JR藤森を出た朝、まず藤森神社の木陰に立った。馬と勝運を祀る古社なのに、境内を横切る影は驚くほど穏やかで、旅の速度を決めてくれた。京エコロジーセンターでは、暮らしの水やごみを扱う展示と屋上の小さな生態系に触れ、影を見ることが単なる眺めではなく、光を受ける環境そのものを考えることだと気づく。その後、伏見稲荷の朱い鳥居をくぐった。影は細く重なり、山道の奥へ行くほど現実の輪郭が薄くなった。東福寺では一転して、石と苔のあいだに沈む静かな陰影を眺めた。墨染の商店街で日常の庇と店先に戻り、茶房で一服してから、最後は濠川沿いの酒蔵へ。水面に伸びた夕影を見送りながら、旅は遠くへ行くことではなく、同じ光が場所ごとに違う記憶をつくることなのだと思った。

この旅の足跡

  1. 藤森神社は古社で、馬と勝運の信仰、紫陽花の名所として知られる。境内の木陰は思ったより深く、武の神の場所なのに、足元の影はひどく静かだった。
  2. 京エコロジーセンターは無料で、展示は17時まで、屋上には生きもののいるビオトープもある。影を眺める旅で、建物そのものが環境への答えになっているのが意外だった。
  3. 伏見稲荷大社は境内が24時間開かれ、山道には数千の朱色の鳥居が続く。鳥居の隙間ごとに影が細く増殖し、同じ道なのに歩くたび景色が変わった。
  4. 東福寺は方丈庭園や通天橋を公開し、石庭と緑の庭が向かい合う。朱色の連なりを見たあとでは、ここでの影は増えるのではなく、石のあいだに沈んでいくように感じた。

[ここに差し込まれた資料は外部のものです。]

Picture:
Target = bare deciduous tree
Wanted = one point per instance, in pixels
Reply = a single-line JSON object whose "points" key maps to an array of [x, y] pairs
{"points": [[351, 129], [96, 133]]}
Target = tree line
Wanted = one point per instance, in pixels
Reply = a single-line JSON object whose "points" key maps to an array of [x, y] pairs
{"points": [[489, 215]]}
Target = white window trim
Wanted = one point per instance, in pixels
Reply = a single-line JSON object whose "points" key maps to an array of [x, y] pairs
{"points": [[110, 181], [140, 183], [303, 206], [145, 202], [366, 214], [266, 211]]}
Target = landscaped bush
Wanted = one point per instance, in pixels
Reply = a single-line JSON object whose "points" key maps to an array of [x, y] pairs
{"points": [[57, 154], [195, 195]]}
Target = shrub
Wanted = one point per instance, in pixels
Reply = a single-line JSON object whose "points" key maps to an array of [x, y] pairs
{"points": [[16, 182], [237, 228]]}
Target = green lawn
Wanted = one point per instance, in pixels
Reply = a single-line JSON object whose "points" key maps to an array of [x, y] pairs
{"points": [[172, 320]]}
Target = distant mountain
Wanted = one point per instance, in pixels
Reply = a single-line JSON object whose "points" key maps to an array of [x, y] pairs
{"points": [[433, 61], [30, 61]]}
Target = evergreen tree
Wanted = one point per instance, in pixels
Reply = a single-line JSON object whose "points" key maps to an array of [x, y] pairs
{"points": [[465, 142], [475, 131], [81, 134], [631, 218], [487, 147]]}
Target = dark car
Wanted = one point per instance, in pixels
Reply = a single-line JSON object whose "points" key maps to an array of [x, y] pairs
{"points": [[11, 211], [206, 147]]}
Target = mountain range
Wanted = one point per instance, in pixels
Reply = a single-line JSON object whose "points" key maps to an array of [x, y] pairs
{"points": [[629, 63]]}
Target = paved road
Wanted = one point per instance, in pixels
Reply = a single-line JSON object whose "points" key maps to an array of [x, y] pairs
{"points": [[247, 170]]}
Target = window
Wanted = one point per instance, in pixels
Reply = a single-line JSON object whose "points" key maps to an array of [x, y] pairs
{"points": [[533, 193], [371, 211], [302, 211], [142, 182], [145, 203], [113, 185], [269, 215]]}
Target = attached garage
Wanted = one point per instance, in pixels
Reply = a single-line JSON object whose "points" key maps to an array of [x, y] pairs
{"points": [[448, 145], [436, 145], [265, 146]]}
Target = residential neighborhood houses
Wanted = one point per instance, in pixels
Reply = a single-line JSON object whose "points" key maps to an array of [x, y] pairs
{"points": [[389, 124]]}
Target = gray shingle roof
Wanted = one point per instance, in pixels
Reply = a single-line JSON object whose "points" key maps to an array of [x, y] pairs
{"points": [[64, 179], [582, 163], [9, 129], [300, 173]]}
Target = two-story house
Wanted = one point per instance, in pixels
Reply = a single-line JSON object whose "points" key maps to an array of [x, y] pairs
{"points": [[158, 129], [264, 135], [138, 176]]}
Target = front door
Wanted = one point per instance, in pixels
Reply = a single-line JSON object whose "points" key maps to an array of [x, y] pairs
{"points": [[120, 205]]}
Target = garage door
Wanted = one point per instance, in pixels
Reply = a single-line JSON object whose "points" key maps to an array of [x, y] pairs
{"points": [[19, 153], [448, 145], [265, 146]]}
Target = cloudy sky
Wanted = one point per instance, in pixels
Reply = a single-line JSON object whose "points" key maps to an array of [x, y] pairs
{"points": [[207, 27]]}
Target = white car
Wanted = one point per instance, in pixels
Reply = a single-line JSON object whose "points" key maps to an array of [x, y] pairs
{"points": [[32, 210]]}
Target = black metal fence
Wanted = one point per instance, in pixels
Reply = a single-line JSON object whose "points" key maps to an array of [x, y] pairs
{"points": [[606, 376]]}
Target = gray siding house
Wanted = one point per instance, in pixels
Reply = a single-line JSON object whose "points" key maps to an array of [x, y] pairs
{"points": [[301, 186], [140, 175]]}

  5. 墨染ショッピング街には飲食店や物販店が並び、藤森神社や墨染寺も近い。観光地の顔が薄れる通りで、軒先の庇がつくる影に、この町の現在がいちばん素直に見えた。
  6. 椿堂茶舗の奥には茶房竹聲があり、自家製和菓子と厳選した茶を出している。細い路地の先で湯気が影をやわらげ、歩いてきた時間まで一服ぶん静かになった。
  7. 伏見酒蔵の町では、酒蔵群が濠川沿いに並び、伏見SAKEビレッジでは18蔵の酒を味わえる。水面に伸びた夕影を見て、旅の終わりは場所より温度なのだと思った。